India’s artificial intelligence ambitions have entered a decisive phase, with Union Minister Ashwini Vaishnaw confirming $70 billion already committed to AI computing infrastructure, and signalling the launch of AI Mission 2.0 within the next six months. This marks a transition from policy intent to large-scale execution, positioning AI as a core pillar of India’s digital and economic strategy.
Approved in March 2024 with a ₹10,371.92 crore outlay over five years, AI Mission 1.0 focused on democratizing access to compute, building datasets, skilling talent, and fostering indigenous AI models. The results are tangible: GPU capacity has expanded from an initial target of 10,000 to 38,000 GPUs, significantly lowering entry barriers for startups, researchers, and enterprises.
The proposed AI Mission 2.0 is expected to carry larger fiscal backing and deeper industry participation, reflecting the scale of demand and accelerating private-sector confidence. Vaishnaw’s indication that investments could double after the AI Impact Summit 2026 underlines strong global and domestic investor sentiment.

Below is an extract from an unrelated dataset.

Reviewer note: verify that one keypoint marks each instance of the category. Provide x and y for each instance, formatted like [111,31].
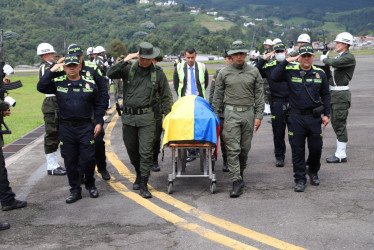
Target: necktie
[193,83]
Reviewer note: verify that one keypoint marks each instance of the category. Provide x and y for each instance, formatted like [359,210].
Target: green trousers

AI compute is energy-intensive, and India’s emphasis on a robust and green power grid—with 50% of installed capacity from renewable sources—adds a strategic advantage. This alignment of AI infrastructure with energy resilience strengthens India’s case as a sustainable global AI hub.
Equally significant is the focus on sovereign AI capabilities. PM Modi’s roundtable with global tech leaders highlights a policy push to ensure India’s AI stack—from data and models to compute—remains resilient against geopolitical and supply-chain shocks.

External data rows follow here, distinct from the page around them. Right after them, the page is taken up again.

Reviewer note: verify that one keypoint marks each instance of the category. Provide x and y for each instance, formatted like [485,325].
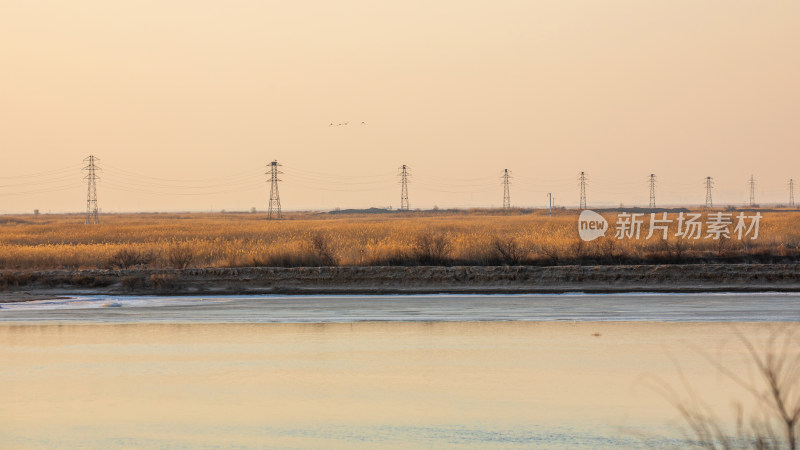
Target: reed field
[320,239]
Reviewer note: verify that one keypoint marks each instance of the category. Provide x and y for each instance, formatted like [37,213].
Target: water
[421,371]
[725,307]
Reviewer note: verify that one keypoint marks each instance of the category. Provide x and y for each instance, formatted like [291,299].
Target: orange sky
[185,102]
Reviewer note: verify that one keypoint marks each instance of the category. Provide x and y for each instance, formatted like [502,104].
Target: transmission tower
[652,191]
[274,211]
[404,187]
[583,191]
[709,185]
[91,193]
[506,194]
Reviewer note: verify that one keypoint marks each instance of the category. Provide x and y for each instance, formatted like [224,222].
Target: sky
[186,102]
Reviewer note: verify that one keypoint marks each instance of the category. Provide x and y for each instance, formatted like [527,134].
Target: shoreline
[18,286]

India’s AI strategy is not infrastructure-only. Over 500,000 students have already received advanced AI skilling through industry-academia collaborations, with plans to scale further. With over 200 Small Language Models (SLMs) developed by Indian companies for sector-specific use cases, the ecosystem is moving toward practical, localized AI deployment rather than generic model dependence.

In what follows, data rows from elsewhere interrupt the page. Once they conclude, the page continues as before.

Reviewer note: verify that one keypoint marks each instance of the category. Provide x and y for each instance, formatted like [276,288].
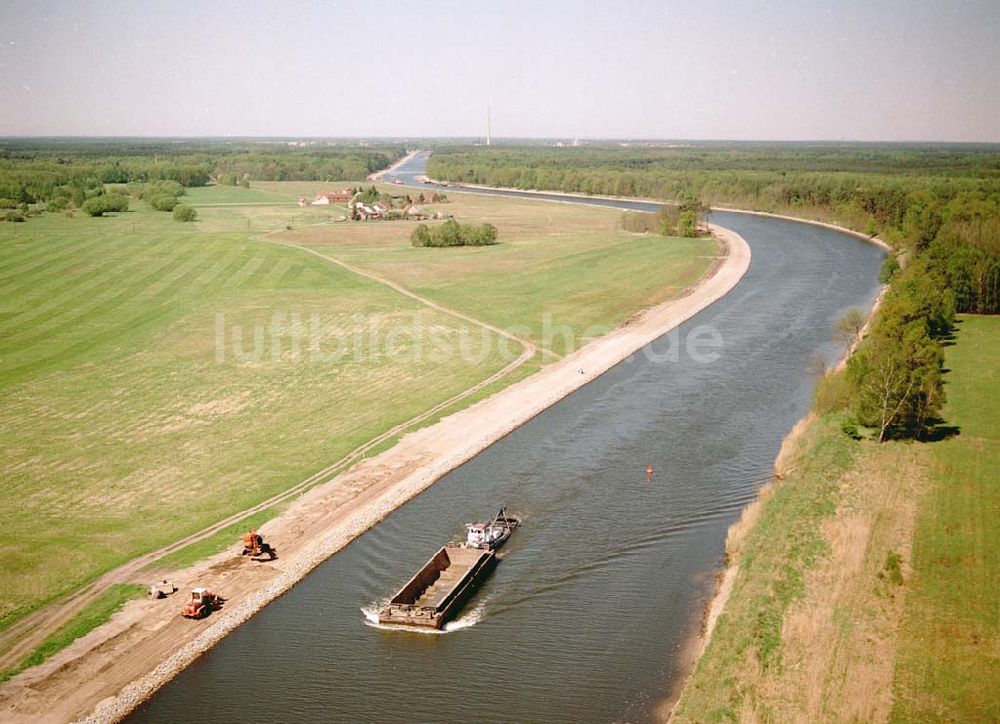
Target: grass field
[567,268]
[126,426]
[948,667]
[869,587]
[122,430]
[89,618]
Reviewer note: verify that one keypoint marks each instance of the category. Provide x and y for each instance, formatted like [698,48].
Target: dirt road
[112,669]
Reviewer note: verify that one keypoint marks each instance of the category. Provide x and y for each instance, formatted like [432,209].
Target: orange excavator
[255,547]
[202,603]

The presence of leaders from Nvidia, Qualcomm, Salesforce, Adobe, OpenAI, and Anthropic-linked leadership at the AI Impact Summit signals India’s growing relevance in the global AI order. With 26% of Indian firms already at AI maturity, India is no longer an AI adopter alone—but an emerging AI builder.
India’s AI push reflects a long-term, infrastructure-first, ecosystem-driven strategy. AI Mission 2.0 is likely to deepen compute access, accelerate sovereign model development, and anchor AI as a national capability—placing India among the world’s most consequential AI economies by the end of the decade.